Page MenuHomePhabricator

Investigate slow servermon updating queries on db1016
Closed, DeclinedPublic

Description

Copied over from T164604

In https://tendril.wikimedia.org/report/slow_queries?host=db1016&user=&schema=puppet&qmode=eq&query=&hours=24

we see simple updates taking a long time (up to 50s). Those are very simple queries on a simple table that does not have FOREIGN_KEYS itself to any other table (other tables do have FOREIGN KEYS to it and are tables that are heavily updated)

The queries in question are of the form

UPDATE hosts SET environment = 'production', updated_at = '2017-05-18 01:36:11 +0000', last_compile = '2017-05-18 01:36:11 +0000' WHERE name='lvs4003.ulsfo.wmnet'

A SHOW CREATE TABLE on that table says

Create Table: CREATE TABLE `hosts` (
  `id` int(11) NOT NULL AUTO_INCREMENT,
  `name` varchar(255) NOT NULL,
  `ip` varchar(255) DEFAULT NULL,
  `environment` varchar(255) DEFAULT NULL,
  `last_compile` datetime DEFAULT NULL,
  `last_freshcheck` datetime DEFAULT NULL,
  `last_report` datetime DEFAULT NULL,
  `updated_at` datetime DEFAULT NULL,
  `source_file_id` int(11) DEFAULT NULL,
  `created_at` datetime DEFAULT NULL,
  PRIMARY KEY (`id`),
  KEY `index_hosts_on_source_file_id` (`source_file_id`),
  KEY `index_hosts_on_name` (`name`)
) ENGINE=InnoDB AUTO_INCREMENT=42684 DEFAULT CHARSET=latin1

So the fields updated are not keys and a key is used to look up the specific row

An explain on the update listed in the link above says

explain UPDATE hosts SET environment = 'production', updated_at = '2017-05-18 01:36:11 +0000', last_compile = '2017-05-18 01:36:11 +0000' WHERE name='lvs4003.ulsfo.wmnet'\G
*************************** 1. row ***************************
           id: 1
  select_type: SIMPLE
        table: hosts
         type: range
possible_keys: index_hosts_on_name
          key: index_hosts_on_name
      key_len: 257
          ref: NULL
         rows: 1
        Extra: Using where

whereas an explain on the select

           id: 1
  select_type: SIMPLE
        table: hosts
         type: ref
possible_keys: index_hosts_on_name
          key: index_hosts_on_name
      key_len: 257
          ref: const
         rows: 1
        Extra: Using index condition

So the select is ref: const, using the correct index which is as good as it gets IIRC.

SHOW ENGINE INNODB status does not show any deadlocks, neither any recent foreign key errors.

Event Timeline

Restricted Application added a subscriber: Aklapper. · View Herald TranscriptMay 18 2017, 1:13 PM
akosiaris triaged this task as Lowest priority.May 18 2017, 1:14 PM
akosiaris added projects: Operations, DBA.

Note that this is occuring seldomly and not causing any issues whatsoever.
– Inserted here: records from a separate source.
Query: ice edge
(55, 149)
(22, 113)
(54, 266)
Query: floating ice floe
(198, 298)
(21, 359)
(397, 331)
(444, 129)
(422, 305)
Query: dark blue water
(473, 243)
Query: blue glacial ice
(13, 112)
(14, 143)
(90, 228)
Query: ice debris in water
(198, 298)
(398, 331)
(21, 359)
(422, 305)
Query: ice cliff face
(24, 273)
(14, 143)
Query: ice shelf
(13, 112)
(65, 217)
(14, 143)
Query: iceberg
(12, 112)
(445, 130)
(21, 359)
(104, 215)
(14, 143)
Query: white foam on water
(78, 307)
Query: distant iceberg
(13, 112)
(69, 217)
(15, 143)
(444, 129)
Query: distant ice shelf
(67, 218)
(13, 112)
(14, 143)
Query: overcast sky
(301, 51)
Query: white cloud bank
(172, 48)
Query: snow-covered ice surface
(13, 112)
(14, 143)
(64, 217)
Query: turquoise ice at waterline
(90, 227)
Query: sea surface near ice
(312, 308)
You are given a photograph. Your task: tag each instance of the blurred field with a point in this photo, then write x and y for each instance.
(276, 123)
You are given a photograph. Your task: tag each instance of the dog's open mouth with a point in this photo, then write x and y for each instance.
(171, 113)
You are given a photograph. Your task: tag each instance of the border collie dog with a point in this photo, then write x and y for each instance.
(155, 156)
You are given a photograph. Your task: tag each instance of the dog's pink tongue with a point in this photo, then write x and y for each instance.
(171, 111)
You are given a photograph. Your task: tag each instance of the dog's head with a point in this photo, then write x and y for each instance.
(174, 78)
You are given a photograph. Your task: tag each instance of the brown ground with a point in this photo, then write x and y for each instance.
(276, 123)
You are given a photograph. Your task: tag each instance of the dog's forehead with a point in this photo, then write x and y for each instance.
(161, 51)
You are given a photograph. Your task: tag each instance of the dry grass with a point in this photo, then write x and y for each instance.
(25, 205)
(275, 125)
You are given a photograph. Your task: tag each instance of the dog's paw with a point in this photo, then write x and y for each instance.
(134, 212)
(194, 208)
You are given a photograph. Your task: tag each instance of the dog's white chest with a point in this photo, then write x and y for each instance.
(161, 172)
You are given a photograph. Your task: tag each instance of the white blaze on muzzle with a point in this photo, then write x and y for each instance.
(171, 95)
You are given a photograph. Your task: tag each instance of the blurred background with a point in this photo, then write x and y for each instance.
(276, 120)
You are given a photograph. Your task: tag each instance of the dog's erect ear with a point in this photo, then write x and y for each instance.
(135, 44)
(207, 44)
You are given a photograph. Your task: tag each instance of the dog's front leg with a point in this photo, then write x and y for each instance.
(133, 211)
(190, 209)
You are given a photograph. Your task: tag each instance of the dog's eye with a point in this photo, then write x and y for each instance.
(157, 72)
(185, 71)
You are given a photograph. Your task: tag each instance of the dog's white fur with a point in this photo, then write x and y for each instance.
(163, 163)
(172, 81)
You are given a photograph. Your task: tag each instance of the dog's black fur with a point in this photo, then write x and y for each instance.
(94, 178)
It's mostly out of personal interest that we are looking into this, hence the very low priority.

Volans added a subscriber: Volans.May 22 2017, 6:41 PM

Per https://tendril.wikimedia.org/report/slow_queries_checksum?checksum=7680e3d95eee2aa98b1c461dbc0dcc5c&host=db1016&user=&schema=puppet&hours=24 this seems to be occuring only on XX:3[567] timeframe. That is only on every 35th, 36th, 37th minute of the hour. Which times very well with servermon's make_updates cron. The code for that is at https://github.com/servermon/servermon/blob/master/servermon/updates/management/commands/make_updates.py. The entire command is practically one long running transaction (running for like 3minutes). The command runs across the entire set of hosts. Looking at SHOW ENGINE INNODB STATUS confirms this suspicion with the following output

---TRANSACTION 19225813873, ACTIVE 44 sec starting index read
mysql tables in use 1, locked 1
LOCK WAIT 3 lock struct(s), heap size 1184, 2 row lock(s)
MySQL thread id 56589727, OS thread handle 0x7f222ca46700, query id 15314324582 10.64.16.159 puppet updating
UPDATE hosts SET             environment = 'production',             updated_at = '2017-05-23 09:35:20 +0000',             last_compile = '2017-05-23 09:35:20 +0000'             WHERE name='db2039.codfw.wmnet'
Trx #rec lock waits 1 #table lock waits 0
Trx total rec lock wait time 0 SEC
Trx total table lock wait time 0 SEC
------- TRX HAS BEEN WAITING 44 SEC FOR THIS LOCK TO BE GRANTED:
RECORD LOCKS space id 1154 page no 34 n bits 264 index `PRIMARY` of table `puppet`.`hosts` trx table locks 1 total table locks 13  trx id 19225813873 lock_mode X locks rec but not gap waiting lock hold time 44 wait time before grant 0

Show if I read this correctly, the UPDATE awaits for a record lock X (can record locks be S? I don't think so, it sounds wrong) on the PRIMARY key of the table. However that lock is held by the make_updates command already given that this is a FOREIGN KEY for some heavily updated tables.

I 've reproduced this manually, running the command and trying an update command like the ones above.

Note that in the past the transcation was not held through the entire command but rather per host. That was changed back in https://github.com/servermon/servermon/commit/6b450d4f13e6085f4b41e458f0a431ee6652d09f as it would create missing entries due to race conditions with puppet runs.

Fun fact: The order hosts are traversed in is alphabetical and a record lock is not issued for a host until it's their turn which makes it a tad more difficult to reproduce the issue (it's easier to reproduce it manually on say acamar than on zosma).

I know this is old but maybe this was affected by: T166344 and its performance degradation?

I doubt that. Looking at tendril for the last 72 hours (>2 days before T166344 happened again), it's clear that this is happening around the time the make_updates cron is running. I am pretty certain it's a bug in the logic of the make_updates command and I will have to fix it, it's just low priority as it does not substantially affect day-to-day operations.

Cool - just wanted to make sure we had that in mind :-)

Marostegui moved this task from Triage to Backlog on the DBA board.Jun 14 2017, 2:05 PM
jcrespo moved this task from Backlog to Backlog (help welcome) on the DBA board.Feb 14 2018, 11:58 AM

I caught one slow query while doing other monitoring, putting it here for extra debugging:

db1063	22457446	puppet	dbproxy1001	puppet	31s
UPDATE hosts SET environment = 'production', updated_at = '2018-07-25 06:35:58 +0000', last_compile = '2018-07-25 06:35:58 +0000' WHERE name='elastic1039.eqiad.wmnet'

FYI servermon will probably be decommissioned soon, see T198939.

Any objections to decline this ticket as per volans comment above? (T165674#4449561)

jcrespo closed this task as Declined.Aug 29 2018, 10:09 AM